The framework consists of several pipelines: (1) Upstream Pipeline: A multimodal classifier integrates test and image modality input data to generate top-k most-likely and bottom-q least-likely predictions, which are organized into chosen (preferred) and rejected (non-preferred) responses in natural language to form a preference dataset. (2) Downstream Pipeline-SFT: Standard supervised fine-tuning of base language or vision-language. (3) Downstream Pipeline-MINT with DPO: Direct Preference Optimization approach that uses a frozen reference model (initialized from SFT) and a trainable policy model, optimizing with KL-divergence and maximum likelihood objectives. (4) Downstream Pipeline-MINT with ORPO (default): Our proposed unified framework combining negative log likelihood and odds ratio loss in a single step, directly optimizing the relative probabilities between chosen and rejected responses without requiring a separate reference model.
Figure 2.
Figure 2.. Performance evaluation of rare disease prediction techniques using Llama 3.2–3B-Instruct model.
(a) Comparison of model performance across four evaluation metrics: Hallucination-Free Accuracy (HFA), Top-10 accuracy, Top-1 accuracy, and Coverage-Avoidance Ratio (CAR) for five approaches: Base Model, RAG, SFT, MINT with DPO, and MINT with ORPO (color from light to dark respectively).(b) Effect of varying Acceptance-over-Rejection (AoR) ratios on MINT performance, showing optimal performance at balanced ratio (AoR=1). (c) Radar chart comparing performance on six language understanding benchmarks, demonstrating preserved general capabilities across all fine-tuning techniques.
Figure 3.
Figure 3.. Performance on tissue type classification using different fine-tuning techniques on the Llama 3.2-Vision-11B-Instruct foundation model.

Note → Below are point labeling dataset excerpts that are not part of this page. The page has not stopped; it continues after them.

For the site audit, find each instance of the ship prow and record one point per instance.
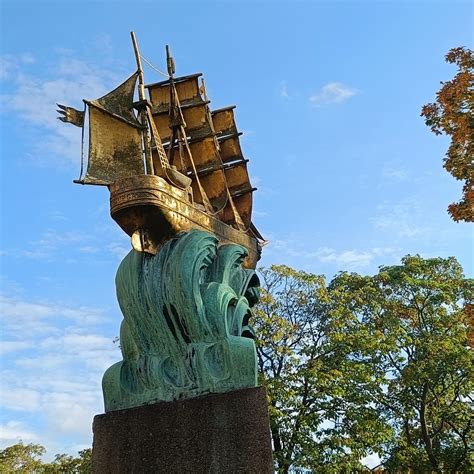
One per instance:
(170, 162)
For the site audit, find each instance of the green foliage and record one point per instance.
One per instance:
(369, 364)
(21, 457)
(26, 459)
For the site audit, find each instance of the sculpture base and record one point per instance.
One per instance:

(a) Bar Chart showing performance metrics across four evaluation criteria: Hallucination Free Accuracy (%), Top-5 Accuracy (%), Top-1 Accuracy (%), and CAR (Coverage-Avoidance Ratio). Four fine-tuning approaches are compared: Base Model, SFT, MINT with DPO, MINT with ORPO (color from light to dark respectively). (b) Radar chart comparing performance across multiple general vision-language capabilities for different fine-tuning techniques.
Figure 4.
Figure 4.. Comparative analysis of tissue type classification performance between Base model, SFT, and MINT for similar-looking bile duct and colon tissues.

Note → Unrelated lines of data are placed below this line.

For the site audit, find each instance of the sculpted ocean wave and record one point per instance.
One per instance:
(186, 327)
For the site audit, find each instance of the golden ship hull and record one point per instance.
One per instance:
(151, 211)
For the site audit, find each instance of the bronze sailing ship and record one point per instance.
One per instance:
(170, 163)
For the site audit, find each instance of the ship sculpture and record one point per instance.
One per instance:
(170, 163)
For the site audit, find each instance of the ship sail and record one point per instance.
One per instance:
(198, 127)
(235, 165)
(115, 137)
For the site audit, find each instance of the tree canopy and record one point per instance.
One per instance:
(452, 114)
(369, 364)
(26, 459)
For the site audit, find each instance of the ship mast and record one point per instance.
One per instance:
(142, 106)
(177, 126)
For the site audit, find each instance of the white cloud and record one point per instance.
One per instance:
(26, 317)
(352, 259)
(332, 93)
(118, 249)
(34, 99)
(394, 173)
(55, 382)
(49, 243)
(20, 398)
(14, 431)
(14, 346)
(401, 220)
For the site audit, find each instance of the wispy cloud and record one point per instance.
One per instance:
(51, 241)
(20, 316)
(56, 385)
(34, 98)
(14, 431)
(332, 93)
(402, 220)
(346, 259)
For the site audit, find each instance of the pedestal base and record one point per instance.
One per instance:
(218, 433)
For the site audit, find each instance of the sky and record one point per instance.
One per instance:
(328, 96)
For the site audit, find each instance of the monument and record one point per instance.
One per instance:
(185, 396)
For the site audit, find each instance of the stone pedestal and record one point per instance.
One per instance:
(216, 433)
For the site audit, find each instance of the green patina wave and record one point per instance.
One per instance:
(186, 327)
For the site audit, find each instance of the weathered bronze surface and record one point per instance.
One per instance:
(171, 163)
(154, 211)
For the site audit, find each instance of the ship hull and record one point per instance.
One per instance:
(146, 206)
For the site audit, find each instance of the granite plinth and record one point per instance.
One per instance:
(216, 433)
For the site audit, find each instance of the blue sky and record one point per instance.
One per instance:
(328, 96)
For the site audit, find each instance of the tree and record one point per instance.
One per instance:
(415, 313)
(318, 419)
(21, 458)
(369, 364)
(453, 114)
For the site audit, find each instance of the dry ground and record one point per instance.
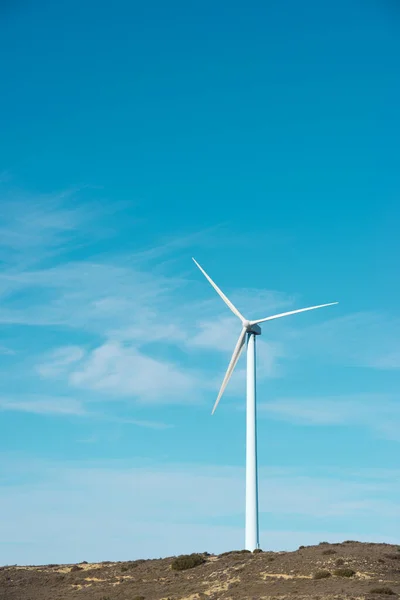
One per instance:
(233, 576)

The figure demonstrates how MINT improves discrimination between histologically similar tissues by leveraging both positive and negative training examples. Top panel shows bile duct tissue classification: a representative training sample with corresponding chosen and rejected tissue types (left), and four testing samples with their respective ranks assigned by Base, SFT, and MINT (Right). Bottom panel shows the same analysis for colon tissue classification. Green values represent ranking for the ground truth tissue class, while red values indication rankings for the visually similar confused class. Lower values represent higher confidence (rank 1 is the highest). Average ranks across all test samples are shown in both panels. Average ranks across all test samples are shown at the bottom of each panel. ‘MINT’ refers to our default implementation of the MINT framework using ORPO.